Tout ça pour dire que le sport, c'est un confort de vie supplémentaire qui ne devrait pas faire de mal à celui qui le pratique. Et on devrait se foutre éperdument du niveau pratiqué du moment que c'est celui qui convient aux choix et au physique de la personne concernée. Et à ceux qui disent que le sport remplace des divertissements intelligents comme la lecture, je dirais que c'est vrai et faux. A se considérer comme un pur esprit, on finit par se couper d'une partie importante de soi, et ça ne marche pas comme ça, quoi qu'on en dise. Oui, il y a des gens qui sont maçons et qui aimeraient bien passer leur vie ailleurs qu'en plein soleil à trimballer des briques. Ce n'est pas pour ça qu'il faut interdire à l'employé de bureau de base son petit footing du dimanche. On peut voir ça comme une version cynique et bourgeoise du "retour à la terre", soit. Mais pour avoir passé trois ans en prépa, je sais que si je m'étais entraînée AU MOINS trois fois par semaine, j'aurai encore mieux compris et intégré la tonne de trucs que j'ai dû assimiler au rythme qu'on connaît.
Une autre critique, et pas des moindres, à cet argument est qu'il nie la dimension intellectuelle du sport. Excusez-moi, mais il n'y a qu'en matière de guerre et de sport qu'on pratique autant l'art de la stratégie, et ce n'est pas pour les imbéciles. Pendant un combat de boxe, une course, ou un match de foot, il faut savoir mesurer son adversaire, prendre en compte tout un tas de facteurs sur lesquels on n'a aucune emprise, et savoir évaluer sa propre forme physique pour l'exploiter au mieux dans les moments clés.
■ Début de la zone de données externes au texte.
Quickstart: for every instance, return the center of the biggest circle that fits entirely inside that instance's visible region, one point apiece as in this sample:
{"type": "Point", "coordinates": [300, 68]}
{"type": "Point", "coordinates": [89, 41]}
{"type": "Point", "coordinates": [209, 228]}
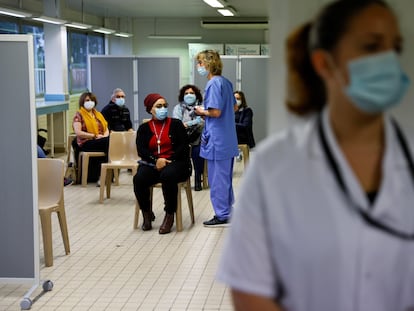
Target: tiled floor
{"type": "Point", "coordinates": [113, 267]}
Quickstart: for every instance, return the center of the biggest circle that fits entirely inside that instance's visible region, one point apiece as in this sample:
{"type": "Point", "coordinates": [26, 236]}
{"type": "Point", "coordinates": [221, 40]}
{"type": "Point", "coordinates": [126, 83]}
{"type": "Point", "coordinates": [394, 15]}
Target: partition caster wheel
{"type": "Point", "coordinates": [47, 285]}
{"type": "Point", "coordinates": [26, 304]}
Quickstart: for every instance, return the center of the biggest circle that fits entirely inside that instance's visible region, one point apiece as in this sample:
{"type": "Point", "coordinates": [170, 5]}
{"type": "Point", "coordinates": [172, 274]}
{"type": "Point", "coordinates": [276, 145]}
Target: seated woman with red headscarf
{"type": "Point", "coordinates": [162, 144]}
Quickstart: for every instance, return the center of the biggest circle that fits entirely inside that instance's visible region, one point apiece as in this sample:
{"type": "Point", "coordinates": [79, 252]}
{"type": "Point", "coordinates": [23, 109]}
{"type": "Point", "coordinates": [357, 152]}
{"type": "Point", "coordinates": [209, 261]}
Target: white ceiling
{"type": "Point", "coordinates": [166, 8]}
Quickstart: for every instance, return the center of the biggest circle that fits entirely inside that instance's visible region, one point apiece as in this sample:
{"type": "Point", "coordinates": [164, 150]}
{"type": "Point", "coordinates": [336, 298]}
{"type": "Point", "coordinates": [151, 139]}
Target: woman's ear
{"type": "Point", "coordinates": [321, 64]}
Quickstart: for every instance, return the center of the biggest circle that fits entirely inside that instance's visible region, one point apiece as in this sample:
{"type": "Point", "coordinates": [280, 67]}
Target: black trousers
{"type": "Point", "coordinates": [169, 177]}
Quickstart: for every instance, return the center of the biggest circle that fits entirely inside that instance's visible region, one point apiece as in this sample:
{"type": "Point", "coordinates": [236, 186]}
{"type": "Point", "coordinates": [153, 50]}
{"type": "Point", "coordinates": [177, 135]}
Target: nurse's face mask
{"type": "Point", "coordinates": [376, 82]}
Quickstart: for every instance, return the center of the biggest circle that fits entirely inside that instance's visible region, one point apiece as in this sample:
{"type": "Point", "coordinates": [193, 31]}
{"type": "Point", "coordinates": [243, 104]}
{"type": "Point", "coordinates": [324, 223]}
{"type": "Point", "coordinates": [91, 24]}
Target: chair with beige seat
{"type": "Point", "coordinates": [51, 199]}
{"type": "Point", "coordinates": [122, 154]}
{"type": "Point", "coordinates": [186, 185]}
{"type": "Point", "coordinates": [246, 152]}
{"type": "Point", "coordinates": [83, 157]}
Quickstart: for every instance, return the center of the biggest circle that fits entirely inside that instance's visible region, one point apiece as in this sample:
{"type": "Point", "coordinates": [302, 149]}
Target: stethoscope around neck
{"type": "Point", "coordinates": [366, 217]}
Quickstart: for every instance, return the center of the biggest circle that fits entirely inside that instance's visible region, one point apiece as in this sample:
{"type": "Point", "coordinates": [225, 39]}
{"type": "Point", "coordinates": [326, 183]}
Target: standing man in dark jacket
{"type": "Point", "coordinates": [116, 113]}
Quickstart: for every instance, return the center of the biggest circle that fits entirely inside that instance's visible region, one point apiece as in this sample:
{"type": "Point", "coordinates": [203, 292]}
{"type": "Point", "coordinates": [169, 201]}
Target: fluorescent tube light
{"type": "Point", "coordinates": [227, 11]}
{"type": "Point", "coordinates": [123, 34]}
{"type": "Point", "coordinates": [215, 3]}
{"type": "Point", "coordinates": [50, 20]}
{"type": "Point", "coordinates": [14, 13]}
{"type": "Point", "coordinates": [174, 37]}
{"type": "Point", "coordinates": [78, 25]}
{"type": "Point", "coordinates": [103, 30]}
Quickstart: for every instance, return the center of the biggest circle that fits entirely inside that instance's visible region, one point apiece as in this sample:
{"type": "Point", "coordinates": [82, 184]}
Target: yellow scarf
{"type": "Point", "coordinates": [91, 123]}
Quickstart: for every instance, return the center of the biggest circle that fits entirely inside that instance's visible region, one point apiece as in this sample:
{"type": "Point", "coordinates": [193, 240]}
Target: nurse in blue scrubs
{"type": "Point", "coordinates": [219, 138]}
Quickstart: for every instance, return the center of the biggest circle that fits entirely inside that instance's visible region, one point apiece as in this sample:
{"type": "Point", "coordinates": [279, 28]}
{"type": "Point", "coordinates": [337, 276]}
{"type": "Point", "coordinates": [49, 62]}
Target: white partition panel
{"type": "Point", "coordinates": [19, 231]}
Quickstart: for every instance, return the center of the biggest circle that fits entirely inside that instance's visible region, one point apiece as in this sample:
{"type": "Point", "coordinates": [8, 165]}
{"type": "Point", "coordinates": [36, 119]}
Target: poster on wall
{"type": "Point", "coordinates": [242, 49]}
{"type": "Point", "coordinates": [194, 48]}
{"type": "Point", "coordinates": [265, 49]}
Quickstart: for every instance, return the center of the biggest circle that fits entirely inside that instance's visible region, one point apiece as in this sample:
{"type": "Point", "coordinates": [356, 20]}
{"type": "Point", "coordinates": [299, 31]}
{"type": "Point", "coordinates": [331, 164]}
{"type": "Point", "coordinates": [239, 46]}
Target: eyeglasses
{"type": "Point", "coordinates": [165, 105]}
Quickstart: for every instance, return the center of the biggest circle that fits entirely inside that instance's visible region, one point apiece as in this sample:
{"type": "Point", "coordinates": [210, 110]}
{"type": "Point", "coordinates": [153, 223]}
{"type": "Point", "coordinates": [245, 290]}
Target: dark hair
{"type": "Point", "coordinates": [212, 60]}
{"type": "Point", "coordinates": [243, 98]}
{"type": "Point", "coordinates": [306, 90]}
{"type": "Point", "coordinates": [91, 96]}
{"type": "Point", "coordinates": [196, 90]}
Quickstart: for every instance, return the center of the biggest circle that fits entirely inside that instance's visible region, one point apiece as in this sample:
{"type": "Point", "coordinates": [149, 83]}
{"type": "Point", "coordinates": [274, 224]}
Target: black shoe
{"type": "Point", "coordinates": [67, 181]}
{"type": "Point", "coordinates": [215, 222]}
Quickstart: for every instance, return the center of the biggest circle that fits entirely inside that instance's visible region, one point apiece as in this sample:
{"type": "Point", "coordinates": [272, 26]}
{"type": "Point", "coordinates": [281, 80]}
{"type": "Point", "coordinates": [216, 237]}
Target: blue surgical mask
{"type": "Point", "coordinates": [88, 105]}
{"type": "Point", "coordinates": [202, 71]}
{"type": "Point", "coordinates": [120, 101]}
{"type": "Point", "coordinates": [376, 82]}
{"type": "Point", "coordinates": [161, 113]}
{"type": "Point", "coordinates": [189, 99]}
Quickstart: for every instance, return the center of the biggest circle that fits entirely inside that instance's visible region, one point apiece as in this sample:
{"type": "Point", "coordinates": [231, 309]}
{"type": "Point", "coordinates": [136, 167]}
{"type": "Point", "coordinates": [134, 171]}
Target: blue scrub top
{"type": "Point", "coordinates": [219, 138]}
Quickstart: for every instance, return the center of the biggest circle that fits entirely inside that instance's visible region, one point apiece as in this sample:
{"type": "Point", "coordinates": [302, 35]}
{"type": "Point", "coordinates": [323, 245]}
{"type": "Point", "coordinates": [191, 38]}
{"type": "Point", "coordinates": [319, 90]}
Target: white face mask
{"type": "Point", "coordinates": [88, 105]}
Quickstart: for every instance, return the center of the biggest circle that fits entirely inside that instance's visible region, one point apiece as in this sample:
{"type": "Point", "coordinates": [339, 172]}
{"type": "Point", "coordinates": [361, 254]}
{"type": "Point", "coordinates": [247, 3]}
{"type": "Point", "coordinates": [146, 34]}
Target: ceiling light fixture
{"type": "Point", "coordinates": [78, 25]}
{"type": "Point", "coordinates": [103, 30]}
{"type": "Point", "coordinates": [123, 34]}
{"type": "Point", "coordinates": [14, 13]}
{"type": "Point", "coordinates": [215, 3]}
{"type": "Point", "coordinates": [227, 11]}
{"type": "Point", "coordinates": [174, 37]}
{"type": "Point", "coordinates": [49, 20]}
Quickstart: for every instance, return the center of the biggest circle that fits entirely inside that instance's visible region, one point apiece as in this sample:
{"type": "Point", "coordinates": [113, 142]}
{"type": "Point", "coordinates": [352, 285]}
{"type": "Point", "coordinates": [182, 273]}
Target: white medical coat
{"type": "Point", "coordinates": [293, 230]}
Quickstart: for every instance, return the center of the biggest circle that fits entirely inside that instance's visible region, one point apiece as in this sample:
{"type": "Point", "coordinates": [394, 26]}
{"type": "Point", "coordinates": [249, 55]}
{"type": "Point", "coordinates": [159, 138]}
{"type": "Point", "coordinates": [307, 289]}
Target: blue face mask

Autant d'éléments qui différencient les champions des autres. A la boxe, quand on voit que physiquement, on est plus faible, on peut quand même gagner si l'on est suffisamment rusé pour fatiguer l'autre. Et ce n'est pas une mince affaire...
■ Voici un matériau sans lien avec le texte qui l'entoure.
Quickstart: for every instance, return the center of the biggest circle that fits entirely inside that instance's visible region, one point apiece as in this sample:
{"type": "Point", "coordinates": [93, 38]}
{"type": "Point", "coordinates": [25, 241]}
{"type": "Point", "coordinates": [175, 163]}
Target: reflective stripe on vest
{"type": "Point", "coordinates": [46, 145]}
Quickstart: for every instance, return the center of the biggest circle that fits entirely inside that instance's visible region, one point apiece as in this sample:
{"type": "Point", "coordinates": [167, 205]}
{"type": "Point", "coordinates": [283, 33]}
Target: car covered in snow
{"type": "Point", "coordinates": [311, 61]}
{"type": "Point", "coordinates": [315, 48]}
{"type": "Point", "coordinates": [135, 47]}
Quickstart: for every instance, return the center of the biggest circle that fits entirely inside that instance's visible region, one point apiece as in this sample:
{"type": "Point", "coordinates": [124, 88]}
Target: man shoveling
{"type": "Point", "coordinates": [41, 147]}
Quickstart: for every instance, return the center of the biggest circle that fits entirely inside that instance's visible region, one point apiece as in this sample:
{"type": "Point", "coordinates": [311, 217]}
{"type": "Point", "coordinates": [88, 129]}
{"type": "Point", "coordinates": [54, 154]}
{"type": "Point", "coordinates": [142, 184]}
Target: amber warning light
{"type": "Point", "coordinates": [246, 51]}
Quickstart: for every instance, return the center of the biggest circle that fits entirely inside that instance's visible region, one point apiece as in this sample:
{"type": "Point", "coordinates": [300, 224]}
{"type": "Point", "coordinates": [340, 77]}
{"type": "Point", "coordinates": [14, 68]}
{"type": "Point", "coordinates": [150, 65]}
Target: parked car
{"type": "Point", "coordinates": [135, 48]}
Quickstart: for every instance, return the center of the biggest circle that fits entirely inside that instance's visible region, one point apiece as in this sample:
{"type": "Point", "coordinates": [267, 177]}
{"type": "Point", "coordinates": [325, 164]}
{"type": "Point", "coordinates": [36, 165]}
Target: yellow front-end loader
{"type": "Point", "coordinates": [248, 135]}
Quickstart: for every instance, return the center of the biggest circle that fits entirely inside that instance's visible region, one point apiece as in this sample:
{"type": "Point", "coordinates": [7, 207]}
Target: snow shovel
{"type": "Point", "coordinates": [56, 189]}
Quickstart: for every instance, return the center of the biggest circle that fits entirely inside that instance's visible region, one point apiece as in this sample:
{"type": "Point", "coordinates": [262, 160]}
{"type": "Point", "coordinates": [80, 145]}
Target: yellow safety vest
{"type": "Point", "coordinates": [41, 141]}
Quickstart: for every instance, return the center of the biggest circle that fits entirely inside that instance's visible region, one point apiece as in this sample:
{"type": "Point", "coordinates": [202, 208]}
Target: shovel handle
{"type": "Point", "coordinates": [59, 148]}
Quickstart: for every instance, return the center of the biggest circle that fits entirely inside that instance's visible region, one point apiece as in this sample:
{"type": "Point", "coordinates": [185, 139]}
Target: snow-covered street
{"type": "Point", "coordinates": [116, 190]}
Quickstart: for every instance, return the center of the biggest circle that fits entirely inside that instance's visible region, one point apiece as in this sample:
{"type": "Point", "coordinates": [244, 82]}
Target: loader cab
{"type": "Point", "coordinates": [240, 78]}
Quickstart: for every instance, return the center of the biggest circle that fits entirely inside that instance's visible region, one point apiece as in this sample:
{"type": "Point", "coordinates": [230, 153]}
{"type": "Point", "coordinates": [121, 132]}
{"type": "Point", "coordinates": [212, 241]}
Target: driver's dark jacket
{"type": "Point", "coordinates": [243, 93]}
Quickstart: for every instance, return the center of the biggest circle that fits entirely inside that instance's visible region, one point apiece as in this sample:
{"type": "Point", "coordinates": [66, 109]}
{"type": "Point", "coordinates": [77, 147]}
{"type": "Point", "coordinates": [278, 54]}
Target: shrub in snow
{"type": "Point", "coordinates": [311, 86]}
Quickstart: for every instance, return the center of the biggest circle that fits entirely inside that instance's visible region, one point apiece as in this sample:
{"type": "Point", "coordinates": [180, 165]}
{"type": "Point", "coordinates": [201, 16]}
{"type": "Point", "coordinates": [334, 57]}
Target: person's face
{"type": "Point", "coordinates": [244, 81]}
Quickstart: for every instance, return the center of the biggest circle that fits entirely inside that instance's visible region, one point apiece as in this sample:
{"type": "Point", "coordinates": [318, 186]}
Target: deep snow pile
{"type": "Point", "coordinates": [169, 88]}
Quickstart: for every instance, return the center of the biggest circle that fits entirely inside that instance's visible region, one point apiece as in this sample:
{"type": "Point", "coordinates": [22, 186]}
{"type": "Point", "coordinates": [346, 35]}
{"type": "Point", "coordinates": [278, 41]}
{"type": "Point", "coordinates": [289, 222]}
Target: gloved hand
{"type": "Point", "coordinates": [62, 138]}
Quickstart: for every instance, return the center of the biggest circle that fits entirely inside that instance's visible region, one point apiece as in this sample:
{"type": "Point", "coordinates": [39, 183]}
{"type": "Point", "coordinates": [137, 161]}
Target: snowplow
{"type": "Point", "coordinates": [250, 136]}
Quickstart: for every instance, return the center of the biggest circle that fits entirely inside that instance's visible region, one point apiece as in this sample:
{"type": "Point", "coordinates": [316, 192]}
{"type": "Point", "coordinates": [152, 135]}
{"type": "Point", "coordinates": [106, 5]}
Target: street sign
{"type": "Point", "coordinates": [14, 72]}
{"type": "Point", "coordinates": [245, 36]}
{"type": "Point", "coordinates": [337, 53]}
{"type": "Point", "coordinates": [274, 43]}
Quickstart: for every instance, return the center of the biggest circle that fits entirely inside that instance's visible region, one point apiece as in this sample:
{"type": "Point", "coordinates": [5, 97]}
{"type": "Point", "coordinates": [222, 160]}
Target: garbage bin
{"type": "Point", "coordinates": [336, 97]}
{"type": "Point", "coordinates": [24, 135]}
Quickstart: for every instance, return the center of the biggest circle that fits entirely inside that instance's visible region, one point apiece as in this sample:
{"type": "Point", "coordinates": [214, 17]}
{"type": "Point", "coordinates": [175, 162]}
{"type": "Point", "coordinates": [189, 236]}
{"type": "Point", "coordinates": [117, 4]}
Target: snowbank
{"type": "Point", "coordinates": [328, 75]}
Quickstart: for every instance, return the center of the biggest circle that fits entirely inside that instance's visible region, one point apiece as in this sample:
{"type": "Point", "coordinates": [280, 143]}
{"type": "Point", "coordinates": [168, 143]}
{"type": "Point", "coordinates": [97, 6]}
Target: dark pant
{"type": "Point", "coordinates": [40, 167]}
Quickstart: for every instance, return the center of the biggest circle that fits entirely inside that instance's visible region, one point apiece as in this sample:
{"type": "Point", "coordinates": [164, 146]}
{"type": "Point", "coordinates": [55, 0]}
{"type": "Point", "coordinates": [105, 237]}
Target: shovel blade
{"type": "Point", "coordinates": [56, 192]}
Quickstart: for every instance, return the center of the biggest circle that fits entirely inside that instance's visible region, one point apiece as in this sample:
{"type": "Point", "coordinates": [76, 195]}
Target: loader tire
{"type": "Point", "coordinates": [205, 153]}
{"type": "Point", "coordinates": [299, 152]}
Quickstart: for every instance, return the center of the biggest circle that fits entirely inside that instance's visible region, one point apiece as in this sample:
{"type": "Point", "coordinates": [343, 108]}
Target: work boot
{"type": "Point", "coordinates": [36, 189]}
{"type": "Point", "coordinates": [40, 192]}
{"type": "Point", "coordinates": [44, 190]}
Enfin, je pense que l'on peut dire en toute honnêteté que toute pratique sportive digne de ce nom, c'est-à-dire effectuée avec REGULARITE, nécessite un effort intellectuel qui peut se révéler important dans la (trans)formation d'un caractère ou d'une personnalité. Même le joggeur du dimanche se soumet à une discipline qui demande une certaine volonté, surtout les jours de pluie, les jours où on est un peu fatigué, les lendemains de nuits blanches... Et il y a beaucoup de jours comme ça.
Un jour, Jim, le coach principal de l'équipe, nous a dit: "Il n'y a qu'un jour dans la vie du boxeur où il pourra s'entraîner au mieux de sa forme, sans douleur ni blessures ni courbature... c'est le premier."
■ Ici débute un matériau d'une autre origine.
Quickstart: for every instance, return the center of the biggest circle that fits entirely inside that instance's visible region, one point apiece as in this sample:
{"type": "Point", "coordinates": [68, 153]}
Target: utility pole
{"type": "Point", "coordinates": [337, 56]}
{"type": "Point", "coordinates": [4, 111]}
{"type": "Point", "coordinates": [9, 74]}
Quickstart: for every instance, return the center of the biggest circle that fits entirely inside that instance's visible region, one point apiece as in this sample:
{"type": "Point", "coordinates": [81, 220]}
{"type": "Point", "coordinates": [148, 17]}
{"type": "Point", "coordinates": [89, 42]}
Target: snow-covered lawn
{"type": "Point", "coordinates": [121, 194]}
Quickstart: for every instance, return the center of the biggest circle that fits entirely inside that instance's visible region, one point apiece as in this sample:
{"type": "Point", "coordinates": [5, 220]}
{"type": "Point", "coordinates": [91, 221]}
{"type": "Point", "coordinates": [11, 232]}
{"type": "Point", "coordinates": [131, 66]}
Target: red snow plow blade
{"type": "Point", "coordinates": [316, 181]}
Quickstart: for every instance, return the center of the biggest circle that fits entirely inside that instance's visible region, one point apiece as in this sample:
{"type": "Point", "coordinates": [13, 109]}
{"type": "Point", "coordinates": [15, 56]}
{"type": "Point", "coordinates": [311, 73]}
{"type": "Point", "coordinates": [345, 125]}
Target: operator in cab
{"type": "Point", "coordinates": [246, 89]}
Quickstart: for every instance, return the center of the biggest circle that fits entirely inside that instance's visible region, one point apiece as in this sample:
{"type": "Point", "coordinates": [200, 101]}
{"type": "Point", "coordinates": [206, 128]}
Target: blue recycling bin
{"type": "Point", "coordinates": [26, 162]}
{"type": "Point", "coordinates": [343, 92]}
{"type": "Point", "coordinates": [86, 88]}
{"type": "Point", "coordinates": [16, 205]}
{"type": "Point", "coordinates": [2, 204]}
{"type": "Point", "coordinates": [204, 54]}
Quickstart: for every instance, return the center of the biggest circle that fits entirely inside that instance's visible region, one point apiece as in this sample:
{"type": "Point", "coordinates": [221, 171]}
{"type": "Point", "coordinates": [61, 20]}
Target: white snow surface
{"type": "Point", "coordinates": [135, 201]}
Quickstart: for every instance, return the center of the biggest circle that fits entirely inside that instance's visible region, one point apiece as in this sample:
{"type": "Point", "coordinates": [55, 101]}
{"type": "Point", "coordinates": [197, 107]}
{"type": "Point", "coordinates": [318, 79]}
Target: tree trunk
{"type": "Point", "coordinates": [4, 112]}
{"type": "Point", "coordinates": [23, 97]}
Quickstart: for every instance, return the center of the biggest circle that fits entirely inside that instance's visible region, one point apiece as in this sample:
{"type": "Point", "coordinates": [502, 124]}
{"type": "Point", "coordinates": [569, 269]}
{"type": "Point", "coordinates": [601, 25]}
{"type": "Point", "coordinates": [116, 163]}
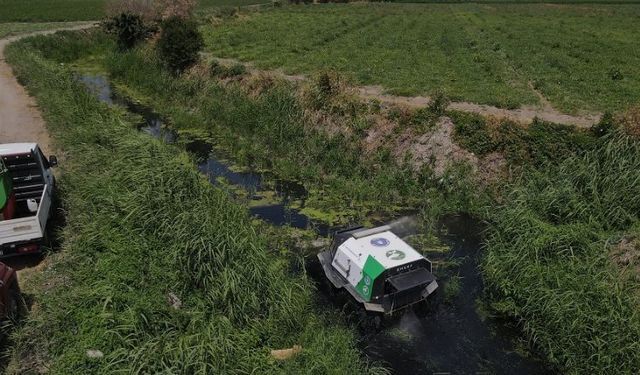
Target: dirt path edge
{"type": "Point", "coordinates": [20, 119]}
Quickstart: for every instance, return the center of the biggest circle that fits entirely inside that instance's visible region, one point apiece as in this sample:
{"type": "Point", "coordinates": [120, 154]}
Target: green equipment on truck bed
{"type": "Point", "coordinates": [5, 185]}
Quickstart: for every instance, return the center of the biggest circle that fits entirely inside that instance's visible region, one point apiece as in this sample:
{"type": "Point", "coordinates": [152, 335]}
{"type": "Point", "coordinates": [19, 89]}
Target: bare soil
{"type": "Point", "coordinates": [20, 119]}
{"type": "Point", "coordinates": [524, 114]}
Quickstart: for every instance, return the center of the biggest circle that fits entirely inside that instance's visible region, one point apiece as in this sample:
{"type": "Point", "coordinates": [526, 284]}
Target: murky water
{"type": "Point", "coordinates": [451, 337]}
{"type": "Point", "coordinates": [278, 213]}
{"type": "Point", "coordinates": [439, 337]}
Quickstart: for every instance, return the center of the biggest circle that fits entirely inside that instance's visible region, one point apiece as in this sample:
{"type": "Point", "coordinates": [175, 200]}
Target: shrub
{"type": "Point", "coordinates": [142, 8]}
{"type": "Point", "coordinates": [179, 44]}
{"type": "Point", "coordinates": [128, 28]}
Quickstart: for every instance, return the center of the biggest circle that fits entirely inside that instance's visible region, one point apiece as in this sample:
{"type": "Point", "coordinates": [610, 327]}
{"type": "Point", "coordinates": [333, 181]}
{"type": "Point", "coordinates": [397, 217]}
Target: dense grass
{"type": "Point", "coordinates": [579, 57]}
{"type": "Point", "coordinates": [143, 223]}
{"type": "Point", "coordinates": [271, 131]}
{"type": "Point", "coordinates": [50, 10]}
{"type": "Point", "coordinates": [547, 262]}
{"type": "Point", "coordinates": [548, 258]}
{"type": "Point", "coordinates": [8, 29]}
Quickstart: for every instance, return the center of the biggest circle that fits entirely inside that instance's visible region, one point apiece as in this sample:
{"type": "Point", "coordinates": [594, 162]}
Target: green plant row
{"type": "Point", "coordinates": [159, 271]}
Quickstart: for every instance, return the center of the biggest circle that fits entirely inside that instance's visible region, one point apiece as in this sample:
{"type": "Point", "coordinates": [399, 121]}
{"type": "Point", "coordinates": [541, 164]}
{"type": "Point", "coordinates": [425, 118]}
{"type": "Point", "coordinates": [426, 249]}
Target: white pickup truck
{"type": "Point", "coordinates": [26, 192]}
A ce sujet, une excellente pub de (maheureusement) Nike, pour ceux qui parlent anglais:



S'engager dans une pratique sportive n'est donc pas faire le choix de conserver au fil de sa vie un niveau intellectuel moyen voire bas. Le stéréotype du sportif con a la peau dure, j'en conviens, et j'en témoigne, au vu des "sport-études" judokas de mon lycée qui, depuis ô surprise, a supprimé cette section (il ne fait pas bon de voir que la supposée élite du lycée ayant accueilli David Douillet en tant qu'élève balancent des "salope!" à tour de bras, j'en passe et des meilleures...), mais je peux vous le dire, ce n'est pas le sport qui fait ça, c'est la personne qui le pratique sans en comprendre les principes. J'en veux pour preuve qu'au club, les meilleurs boxeurs sont les personnes les plus ouvertes, respectueuses... bref, celles qui ne sont pas là pour apprendre comment taper quelqu'un. Ceux-là, tout comme ceux qui refusent de se battre avec les filles, par exemple, se condamnent à rester médiocres et ne suscitent d'ailleurs que peu l'intérêt des coaches, qui savent de quelle étoffe sont faits les véritables sportifs.

Fin de la leçon pour aujourd'hui, merci d'avoir lu jusqu'au bout ces quelques réflexions.